1. `db.rs` scans `third_party/tensor-ad-oracles/cases/*/` and enumerates JSONL files
2. `decode.rs` parses each record's `inputs`, `probes`, `comparison` fields
3. Tensors are converted from row-major flat JSON arrays to col-major `Tensor`
4. `dispatch.rs` maps the `op` field to tenferro API calls:
   - Scalar ops (`sin`, `exp`, `add`, ...): `TracedTensor` methods
   - Linalg ops (`svd`, `qr`, `eigh`, ...): free functions
   - Unimplemented ops: skip + count
5. For each probe:
   - **Forward**: compare tenferro execution result against oracle expected output
   - **JVP**: compare `TracedTensor::jvp()` result against `pytorch_ref.jvp`
   - **VJP**: compare `TracedTensor::grad()`/`vjp()` against `pytorch_ref.vjp`
   - **HVP**: compare `grad().jvp()` (FoR) against `pytorch_ref.hvp`
6. `compare.rs` uses per-case tolerances from `comparison.first_order` and `comparison.second_order`

### Skip Policy

| Condition | Handling |
|-----------|----------|
| Unimplemented op (det, inv, lu, ...) | Skip, list in summary |
| Unsupported dtype (f32 linalg, etc.) | Skip, show count in summary |
| `expected_behavior: "error"` | Skip treated as expected (gauge-ill-defined, etc.) |

### Observable Mapping

| Oracle observable | tenferro implementation |
|---|---|
| `identity` | Compare op outputs directly |
| `svd_s` | `svd()` → compare sigma only |
| `svd_u_abs` / `svd_vh_abs` | `svd()` → abs(U), abs(Vt) to remove gauge ambiguity |
| `svd_uvh_product` | `svd()` → reconstruct U @ diag(S) @ Vt |
| `eigh_values_vectors_abs` | `eigh()` → eigenvalues + abs(eigenvectors) |

### Summary Output

```
Oracle replay: 847 passed, 0 failed, 144 skipped (dtype), 53 skipped (unimplemented op), 12 expected error
Unimplemented ops: det, inv, pinv, lu, cond, norm, ...
```

### Dependencies

Add to `tenferro/Cargo.toml` `[dev-dependencies]`:
```toml
serde = { workspace = true, features = ["derive"] }
serde_json = { workspace = true }
```

### CI Integration

Oracle replay runs within the existing `test-workspace` CI job via `cargo nextest run --workspace --release`. No separate job needed — this avoids duplicate builds.

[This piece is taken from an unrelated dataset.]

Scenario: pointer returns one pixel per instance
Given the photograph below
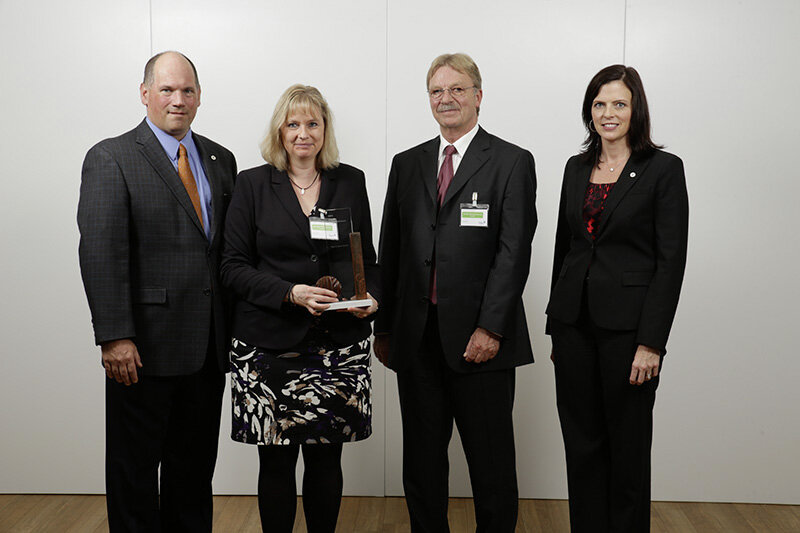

### Oracle JSONL Schema (key fields)

```
{
  "case_id": "qr_f64_identity_001",
  "op": "qr",
  "dtype": "float64",
  "family": "identity",
  "expected_behavior": "success",
  "comparison": {
    "first_order": { "kind": "allclose", "rtol": 0.001, "atol": 1e-6 },
    "second_order": { "kind": "allclose", "rtol": 0.0001, "atol": 1e-6 }
  },
  "inputs": { "a": { "dtype": "float64", "shape": [5, 5], "order": "row_major", "data": [...] } },
  "observable": { "kind": "identity" },
  "probes": [{
    "probe_id": "p0",
    "direction": { "a": {...} },
    "cotangent": { "output_0": {...} },
    "pytorch_ref": { "jvp": {...}, "vjp": {...}, "hvp": {...} },
    "fd_ref": { "jvp": {...}, "hvp": {...} }
  }]
}
```

Tensors: row-major flat arrays. Real dtypes use flat floats; complex dtypes use `[re, im]` pairs.